Alter argues the major shortcomings of the administration have been primarily tactical. Too often, there have been “hard to explain” communications failures. The challenges with healthcare reform had a lot to do with how Obama and his people managed their allies in Congress, and how they may have overlearned the lessons from the failed Clinton health initiative of 1993. Similarly, his apparent failure to pass a climate change bill before the mid-terms likely had a lot to do with switching the discourse to immigration reform at a time when influential the Republican Senator Lindsay Graham was working with the administration on a compromise energy/climate change bill with Democrat John Kerry.

Still, as both Krauthammer and Alter show, Obama has pushed ahead with many of the most important aspects of his agenda: healthcare reform; financial regulation reform (the most significant since 1930s); the largest-ever stimulus package, which has transformed important industrial sectors of the U.S. economy; the gradual withdrawal from Iraq and the re-focus on the Afghan war; the START treaty on nuclear weapon limitations with Russia; the imposition of sanctions against Iran; vital education reform (the Race to the Top program was applauded even by conservatives like Bill Bennett); and the elimination of pay discrimination for women.

With the Gulf spill coming under control and BP pledging to pay the costs of the cleanup, Obama can get back into candidate mode very shortly. This is good news for the Democrats. I observed Obama’s campaign very closely in 2007-2008 and he is clearly one of the best campaigners ever. He handles adversity well, remains calm under fire, recalibrates fairly easily, can play hardball when needed, and has an innate capacity to rebound. Even many Republicans concede this, albeit reluctantly.

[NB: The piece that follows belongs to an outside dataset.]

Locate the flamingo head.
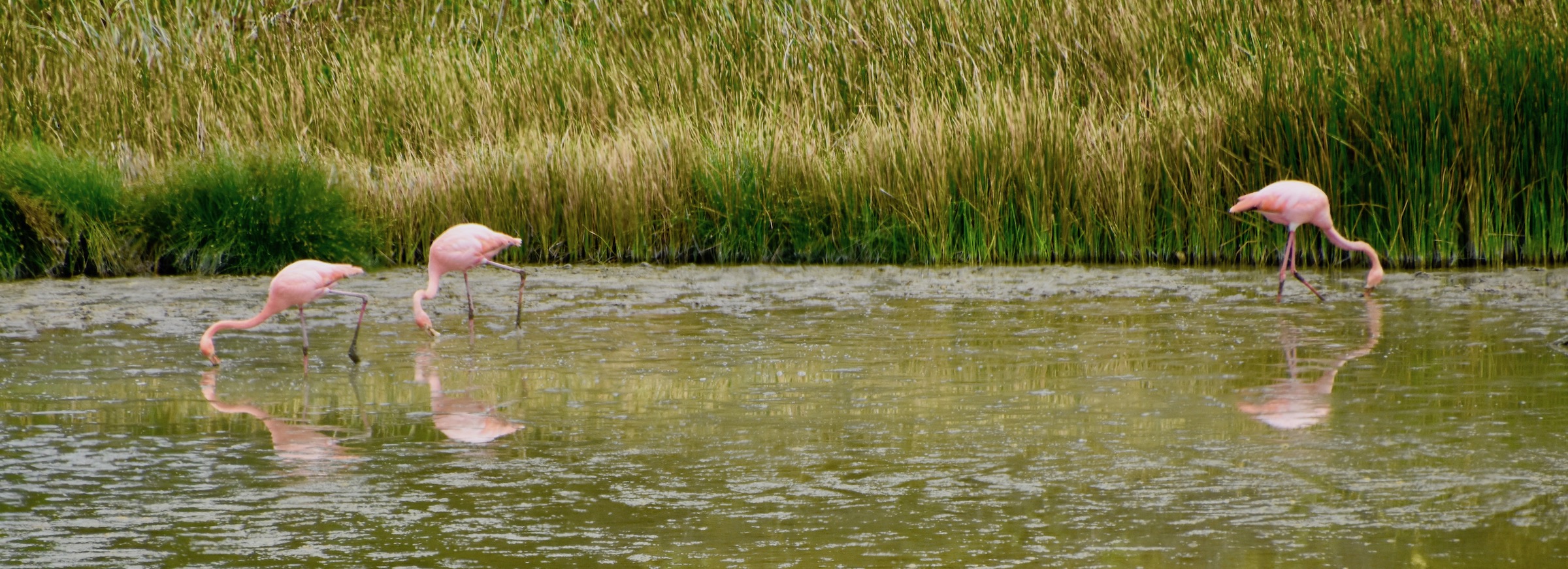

This may not be enough to offset the mid-term losses, which are expected to be important. It may not even inch his approval ratings upward in the short to medium term. And it certainly will not uproot the Tea Party protest movement come November. But it fits with the burgeoning narrative that some Republicans have discreetly advanced regarding their party’s dangerous lack of clear policy or governing alternatives. The GOP cannot yet answer the question, “What are we proposing and can we gain the people’s trust?” Recent divisions inside the Republican party also feed into this narrative. For conservatives, underestimating Obama and assuming he is a one term president may prove to be a very perilous course.